L'autorevolissimo editorialista del Corsera, P. Ostellino, in un articolo pubblicato nel luglio scorso, dall'emblematico titolo "Se vige il pregiudizio di colpevolezza", scriveva: "...in sede processuale, l' accusa - lo può testimoniare ogni avvocato penalista - per il solo fatto d' essere formulata da un potere dello Stato, gode di fatto (ancorché non in diritto) di una condizione di privilegio sulla difesa e, a livello di opinione pubblica, è credibile e persino giusta per definizione. Il «pregiudizio di colpevolezza» - invece di quello liberale di innocenza - è un riflesso della nostra vocazione totalitaria per lo Stato etico (fascista, comunista, teocratico che sia). In nome della Collettività - che è poi l' astrazione ideologica cui fa capo, in concreto, il potere di politici, pubblici amministratori, magistrati e che, per dirla con Marx, è espressione della cultura dominante - ci compiacciamo quando «è fatta giustizia», non quando «si afferma la Giustizia»."

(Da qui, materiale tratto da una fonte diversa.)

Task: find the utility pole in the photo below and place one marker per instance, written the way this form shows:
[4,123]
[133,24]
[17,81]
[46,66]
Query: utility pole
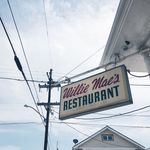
[51,84]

Ecco, noi crediamo che le indagini accusatorie condotte dall'ISTAT, in sinergia con la ministra Carfagna e con quelle che l'hanno preceduta, rispondano a questa logica; quella di avvalorare e cronicizzare, a livello di opinione pubblica, un "pregiudizio di colpevolezza" nei confronti degli uomini, per assecondare la predominante prospettiva etico-politica pro-female di cui è intasata la nostra cultura; una prospettiva comunque finalizzata ad affermarsi come cultura dominante di tipo totalitario, perché non ammette altre ragioni oltre le proprie, anche a costo di sfociare nell'arbitrio di cui si è detto e di imporlo per via legislativa e giudiziaria.
Ciò che ne residua, a livello delle persone comuni le quali rimangono, comunque, i destinatari ultimi di questa propaganda, è il crescente disagio con il quale ormai tanti uomini si accostano alle donne, non sapendo esattamente cosa sia ammesso e cosa no, cosa sia lecito e cosa no; non sapendo più, insomma, come avvicinarsi.
Sanno solo di doversi accostare ad un giudizio indecifrabile di idoneità comportamentale, interamente e soggettivamente depositato nelle mani di lei, che potrebbe anche risolversi, sulla sola base della percezione soggettiva della singola tizia, in una denuncia penale.
Questo è, a guardare fino in fondo la questione, ciò che produce la cultura del sospetto generalizzato verso il mondo maschile - promossa anche dall'ISTAT e dalle c.d. pari opportunità, sulla falsariga del "femminismo di fatto" di cui è pervasa la nostra cultura - ed il pregiudizio di colpevolezza indiscriminato è ciò che ne costituisce il precipitato conclusivo.
Un risultato davvero triste, per tutti.